Is the worst over for Indian markets? Or is the recovery a temporary relief? Corporate earnings, valuations and steep volatility in currencies are not comforting
According to Morgan Stanley, benchmark index Sensex may reach 82,000 by the year-end, downgrading from its earlier target of 93,000.
Image: Reuters/Francis Mascarenhas/File Photo
Even with battered sentiment and anxiety around uncertain rising tariffs, Indian stock markets have staged a comeback in just few weeks. However, the real concern is if such a recovery is resilient, or the rally is built on wafer-thin expectations of global economic environment getting back to its feet.

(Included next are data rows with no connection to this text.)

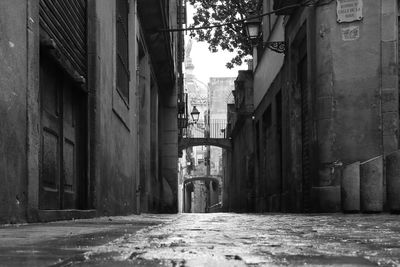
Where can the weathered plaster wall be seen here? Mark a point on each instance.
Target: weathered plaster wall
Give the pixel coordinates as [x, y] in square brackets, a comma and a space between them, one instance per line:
[13, 83]
[117, 142]
[269, 65]
[242, 179]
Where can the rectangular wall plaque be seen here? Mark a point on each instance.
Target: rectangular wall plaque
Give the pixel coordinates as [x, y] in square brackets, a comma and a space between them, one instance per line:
[349, 10]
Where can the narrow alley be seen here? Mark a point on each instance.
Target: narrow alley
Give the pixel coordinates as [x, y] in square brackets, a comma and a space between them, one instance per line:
[213, 239]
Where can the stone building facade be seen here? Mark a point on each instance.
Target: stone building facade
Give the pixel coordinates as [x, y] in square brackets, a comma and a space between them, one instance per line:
[326, 110]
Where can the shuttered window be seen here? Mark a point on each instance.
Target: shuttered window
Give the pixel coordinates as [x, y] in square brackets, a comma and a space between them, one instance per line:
[65, 23]
[122, 10]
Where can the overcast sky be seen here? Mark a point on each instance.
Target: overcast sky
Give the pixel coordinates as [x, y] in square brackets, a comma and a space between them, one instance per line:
[207, 64]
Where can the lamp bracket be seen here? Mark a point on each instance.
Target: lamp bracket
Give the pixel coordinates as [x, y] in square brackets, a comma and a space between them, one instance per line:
[279, 47]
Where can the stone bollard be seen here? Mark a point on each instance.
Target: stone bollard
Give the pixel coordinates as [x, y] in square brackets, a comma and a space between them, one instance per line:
[371, 185]
[393, 181]
[350, 187]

Analysts believe it is the latter. Factors such as significant disruption of global economies due to a potential trade war, slowdown in domestic capex, weak corporate earnings, valuation metrics of stocks, steep volatility in currencies and sluggish consumer demand may have a negative influence on stock markets recovery in India. Besides, foreign institutional investors have been wary of parking funds into domestic shores as they see Indian stocks as riskier asset as of now.
According to Morgan Stanley, benchmark index Sensex may reach 82,000 by the year-end, downgrading from its earlier target of 93,000.
“This level assumes continuation in India's gains in macro stability via fiscal consolidation, increased private investment, and a positive gap between real growth and real rates. Robust domestic growth, slow growth in the US but no recession, and benign oil prices are also part of our assumptions. In our base case, we also assume that the bulk of the tariff news is out,” says Ridham Desai, MD and chief equity strategist India, Morgan Stanley.
Morgan Stanley has also slashed corporate earnings estimates about 13 percent by FY26 driven by the global situation.